Sturtevant counted 18 references to the Middle Ages in the markings and writing on the arsenal that belonged to Brenton Harrison Tarrant, the 28-year-old Australian charged in Friday’s New Zealand rampage.
There is, of course, the sun wheel, or black sun, symbols seen in photos Tarrant allegedly posted to the Internet before the shooting. The symbol became associated with the Third Reich after Heinrich Himmler decorated a castle with it. But in his 2002 book “Black Sun: Aryan Cults, Esoteric Nazism, and the Politics of Identity,” historian Nicholas Goodrick-Clarke links the symbol to decorative Merovingian discs in the early medieval period.

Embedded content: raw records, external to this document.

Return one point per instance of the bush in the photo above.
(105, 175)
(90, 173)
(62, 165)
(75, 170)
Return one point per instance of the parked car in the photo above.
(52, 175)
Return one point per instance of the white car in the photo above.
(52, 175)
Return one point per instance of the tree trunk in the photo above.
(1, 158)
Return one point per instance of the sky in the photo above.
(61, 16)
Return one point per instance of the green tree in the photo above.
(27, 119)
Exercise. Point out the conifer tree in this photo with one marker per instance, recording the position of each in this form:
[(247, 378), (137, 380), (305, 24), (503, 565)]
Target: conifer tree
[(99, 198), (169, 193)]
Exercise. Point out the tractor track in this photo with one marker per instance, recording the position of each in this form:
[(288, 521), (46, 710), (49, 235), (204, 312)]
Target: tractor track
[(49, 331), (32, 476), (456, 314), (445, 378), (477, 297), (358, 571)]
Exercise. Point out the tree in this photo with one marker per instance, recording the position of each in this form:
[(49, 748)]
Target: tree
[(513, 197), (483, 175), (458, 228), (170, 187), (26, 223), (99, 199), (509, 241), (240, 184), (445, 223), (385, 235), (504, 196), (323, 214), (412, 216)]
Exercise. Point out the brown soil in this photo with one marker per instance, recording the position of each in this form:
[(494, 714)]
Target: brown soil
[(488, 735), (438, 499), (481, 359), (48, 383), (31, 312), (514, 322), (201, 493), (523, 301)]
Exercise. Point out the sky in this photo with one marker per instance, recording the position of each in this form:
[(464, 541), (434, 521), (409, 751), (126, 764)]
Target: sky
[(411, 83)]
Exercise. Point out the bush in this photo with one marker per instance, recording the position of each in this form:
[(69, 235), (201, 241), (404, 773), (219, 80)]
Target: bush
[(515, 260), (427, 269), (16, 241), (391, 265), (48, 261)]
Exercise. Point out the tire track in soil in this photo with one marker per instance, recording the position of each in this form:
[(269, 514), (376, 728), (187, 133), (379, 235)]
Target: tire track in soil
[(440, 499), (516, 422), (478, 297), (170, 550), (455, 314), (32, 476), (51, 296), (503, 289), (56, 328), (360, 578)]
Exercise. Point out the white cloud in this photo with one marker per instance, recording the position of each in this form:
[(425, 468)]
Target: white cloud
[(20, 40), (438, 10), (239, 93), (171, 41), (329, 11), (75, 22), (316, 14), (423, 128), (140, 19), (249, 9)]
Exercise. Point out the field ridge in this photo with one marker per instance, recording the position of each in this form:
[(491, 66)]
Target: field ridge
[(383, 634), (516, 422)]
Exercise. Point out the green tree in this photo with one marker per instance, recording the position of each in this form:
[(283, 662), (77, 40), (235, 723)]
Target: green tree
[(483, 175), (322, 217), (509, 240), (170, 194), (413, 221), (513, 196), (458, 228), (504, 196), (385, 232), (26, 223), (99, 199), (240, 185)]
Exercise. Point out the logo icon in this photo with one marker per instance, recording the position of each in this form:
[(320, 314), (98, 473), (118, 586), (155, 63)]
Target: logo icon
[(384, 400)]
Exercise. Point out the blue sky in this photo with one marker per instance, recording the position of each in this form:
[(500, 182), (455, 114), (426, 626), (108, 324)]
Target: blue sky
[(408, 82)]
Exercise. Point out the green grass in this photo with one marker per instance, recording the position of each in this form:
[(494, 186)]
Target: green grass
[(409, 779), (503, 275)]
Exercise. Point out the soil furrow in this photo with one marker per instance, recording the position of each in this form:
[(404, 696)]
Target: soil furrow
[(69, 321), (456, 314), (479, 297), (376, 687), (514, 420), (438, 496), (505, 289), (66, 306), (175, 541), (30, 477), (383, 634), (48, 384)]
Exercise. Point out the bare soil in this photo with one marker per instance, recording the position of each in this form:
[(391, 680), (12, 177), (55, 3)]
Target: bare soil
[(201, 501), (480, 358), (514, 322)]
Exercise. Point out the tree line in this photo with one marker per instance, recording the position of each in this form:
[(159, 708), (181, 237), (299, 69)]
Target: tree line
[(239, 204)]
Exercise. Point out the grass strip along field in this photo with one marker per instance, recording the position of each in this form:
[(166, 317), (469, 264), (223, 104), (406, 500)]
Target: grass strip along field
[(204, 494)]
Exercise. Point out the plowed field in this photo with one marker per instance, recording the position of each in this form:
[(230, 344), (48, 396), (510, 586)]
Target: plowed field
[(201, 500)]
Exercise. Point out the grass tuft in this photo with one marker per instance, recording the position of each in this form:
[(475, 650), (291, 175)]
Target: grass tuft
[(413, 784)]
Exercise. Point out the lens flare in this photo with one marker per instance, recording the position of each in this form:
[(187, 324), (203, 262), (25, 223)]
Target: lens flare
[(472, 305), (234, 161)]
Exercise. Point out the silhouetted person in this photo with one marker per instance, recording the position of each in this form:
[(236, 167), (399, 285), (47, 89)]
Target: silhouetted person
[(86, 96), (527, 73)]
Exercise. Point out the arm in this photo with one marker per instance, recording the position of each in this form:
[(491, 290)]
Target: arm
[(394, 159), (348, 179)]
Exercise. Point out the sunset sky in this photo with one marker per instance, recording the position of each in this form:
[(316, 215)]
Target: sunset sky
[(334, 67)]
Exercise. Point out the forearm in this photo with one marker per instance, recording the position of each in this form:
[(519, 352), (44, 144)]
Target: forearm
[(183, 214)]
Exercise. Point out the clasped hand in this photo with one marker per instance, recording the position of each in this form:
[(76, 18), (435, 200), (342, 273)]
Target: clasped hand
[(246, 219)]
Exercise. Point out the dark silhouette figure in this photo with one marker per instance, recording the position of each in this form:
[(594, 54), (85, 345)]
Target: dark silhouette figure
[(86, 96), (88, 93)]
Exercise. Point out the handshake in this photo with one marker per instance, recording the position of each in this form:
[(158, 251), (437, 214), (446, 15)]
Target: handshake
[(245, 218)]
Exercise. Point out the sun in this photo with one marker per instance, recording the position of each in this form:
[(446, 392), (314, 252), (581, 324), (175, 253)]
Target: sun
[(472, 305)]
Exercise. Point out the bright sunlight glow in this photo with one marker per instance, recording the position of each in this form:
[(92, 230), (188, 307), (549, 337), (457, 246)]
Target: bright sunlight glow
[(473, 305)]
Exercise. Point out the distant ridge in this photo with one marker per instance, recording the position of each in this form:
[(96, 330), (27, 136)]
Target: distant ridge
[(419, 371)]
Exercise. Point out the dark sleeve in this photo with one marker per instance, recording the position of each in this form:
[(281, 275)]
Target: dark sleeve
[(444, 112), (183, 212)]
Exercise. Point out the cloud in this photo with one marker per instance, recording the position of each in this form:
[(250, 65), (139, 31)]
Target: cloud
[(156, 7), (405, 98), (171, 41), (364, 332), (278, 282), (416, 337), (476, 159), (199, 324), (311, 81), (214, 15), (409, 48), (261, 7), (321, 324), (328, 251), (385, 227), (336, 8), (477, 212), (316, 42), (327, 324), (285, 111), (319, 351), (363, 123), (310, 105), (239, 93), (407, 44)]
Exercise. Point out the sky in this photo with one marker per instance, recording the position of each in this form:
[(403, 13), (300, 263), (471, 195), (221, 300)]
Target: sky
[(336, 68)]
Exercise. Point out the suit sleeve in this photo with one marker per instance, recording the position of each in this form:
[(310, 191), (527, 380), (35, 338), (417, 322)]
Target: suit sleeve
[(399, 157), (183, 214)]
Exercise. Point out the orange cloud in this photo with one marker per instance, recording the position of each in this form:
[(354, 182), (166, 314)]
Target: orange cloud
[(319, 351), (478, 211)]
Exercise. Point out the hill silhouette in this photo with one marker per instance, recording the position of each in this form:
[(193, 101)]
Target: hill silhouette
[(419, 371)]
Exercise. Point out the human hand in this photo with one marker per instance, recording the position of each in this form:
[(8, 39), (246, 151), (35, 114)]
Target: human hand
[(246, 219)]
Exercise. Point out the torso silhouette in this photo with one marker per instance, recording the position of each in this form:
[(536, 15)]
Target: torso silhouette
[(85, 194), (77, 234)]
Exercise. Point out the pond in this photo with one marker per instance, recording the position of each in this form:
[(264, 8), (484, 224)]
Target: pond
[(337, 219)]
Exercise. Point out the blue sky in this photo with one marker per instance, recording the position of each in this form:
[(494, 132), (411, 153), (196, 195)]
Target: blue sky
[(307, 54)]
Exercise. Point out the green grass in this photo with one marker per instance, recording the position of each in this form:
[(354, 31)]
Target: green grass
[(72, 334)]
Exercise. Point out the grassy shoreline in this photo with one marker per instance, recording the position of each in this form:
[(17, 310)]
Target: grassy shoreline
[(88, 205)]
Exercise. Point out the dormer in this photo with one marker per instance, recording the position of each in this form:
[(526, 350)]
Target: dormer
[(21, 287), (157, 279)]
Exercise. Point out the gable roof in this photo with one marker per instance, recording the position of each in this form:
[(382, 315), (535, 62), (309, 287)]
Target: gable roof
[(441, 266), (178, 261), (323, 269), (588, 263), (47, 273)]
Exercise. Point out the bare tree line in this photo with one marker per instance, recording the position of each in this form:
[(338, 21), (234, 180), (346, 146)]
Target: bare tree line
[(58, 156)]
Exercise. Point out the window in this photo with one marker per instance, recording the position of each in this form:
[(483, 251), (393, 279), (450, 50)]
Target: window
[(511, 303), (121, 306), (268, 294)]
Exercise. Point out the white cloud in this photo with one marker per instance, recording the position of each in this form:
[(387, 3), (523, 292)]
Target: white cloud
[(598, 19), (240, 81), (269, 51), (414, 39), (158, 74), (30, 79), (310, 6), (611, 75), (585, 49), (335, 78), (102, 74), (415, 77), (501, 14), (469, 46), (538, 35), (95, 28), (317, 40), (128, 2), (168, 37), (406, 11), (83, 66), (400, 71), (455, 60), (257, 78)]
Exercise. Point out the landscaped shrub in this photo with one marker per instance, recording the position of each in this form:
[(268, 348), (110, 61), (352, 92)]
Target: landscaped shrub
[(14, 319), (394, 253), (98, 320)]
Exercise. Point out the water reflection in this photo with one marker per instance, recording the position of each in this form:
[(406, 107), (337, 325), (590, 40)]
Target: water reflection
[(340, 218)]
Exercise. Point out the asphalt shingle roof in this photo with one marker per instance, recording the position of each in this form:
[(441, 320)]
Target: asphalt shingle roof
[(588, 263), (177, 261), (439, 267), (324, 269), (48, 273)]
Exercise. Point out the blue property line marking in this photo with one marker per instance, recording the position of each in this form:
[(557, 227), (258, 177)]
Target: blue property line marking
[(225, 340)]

“As far as we know, it was just an artistic design,” Sturtevant says. “It had nothing to do with a pan-Germanic identity any more than a paisley pattern or a Nike swoosh.”
There were also numerous references on the suspected shooter’s weapons to medieval battles and figures, including four names of medieval Serbs who fought against the Muslim Ottomans, two Hungarian military leaders who fought the Ottomans, and numerous references to the Crusades, when Christian armies from Europe tried to seize the Holy Land from Muslims during the 11th, 12th and 13th centuries.
One name in particular stood out to Sturtevant: Charles Martel. Martel was a real person in history, credited with defeating the last organized army headed by a Muslim ruler to attempt to invade what is now France at the Battle of Tours in 732. But legends about Martel, among contemporary hate groups and medieval people, reach mythic proportions.
And when it comes to white supremacists’ understanding of the Middle Ages, “myth” is the right word, he said.
“White supremacists imagine the Middle Ages as a time when Europe was all white, separated from its neighbors and in constant conflict with those that it deemed to be outsiders,” Sturtevant said. “Nothing could be further from the truth.”
In medieval Sicily, Christians, Muslims and Jews were “living and working together side by side,” Sturtevant said. In 7th-century England, the well-respected archbishop of Canterbury was from Turkey, and his favorite abbot was from North Africa. There were Ethiopian embassies across southern Europe, including Rome. Pilgrimage books listed travelers as hailing from “India” — though this was probably just a fill-in for anywhere in the Middle East.
Medieval European artists also accurately depicted black people (read: not like blackface caricatures), indicating it wasn’t uncommon to see them. (Check out the Twitter account @medievalPOC for numerous examples.)
Which is not to say it was all sunshine and multiculti roses, Sturtevant stresses. There was religious strife as well as religious pluralism.
“Definitely racism did exist, but it was a lot weirder” — more geography-based than skin-colored-based, he said. “It was more about being racist against the people over the river.”
Medieval historians like Dorothy Kim, David M. Perry, Sierra Lomuto and Sturtevant are part of a growing movement in the field to actively counter false histories of the Middle Ages spread by and to people like the alleged mosque shooter.
“The idea that [medieval societies] are this paragon of unblemished whiteness is just ridiculous,” Sturtevant said. “It would be hilarious if it weren’t so awful.”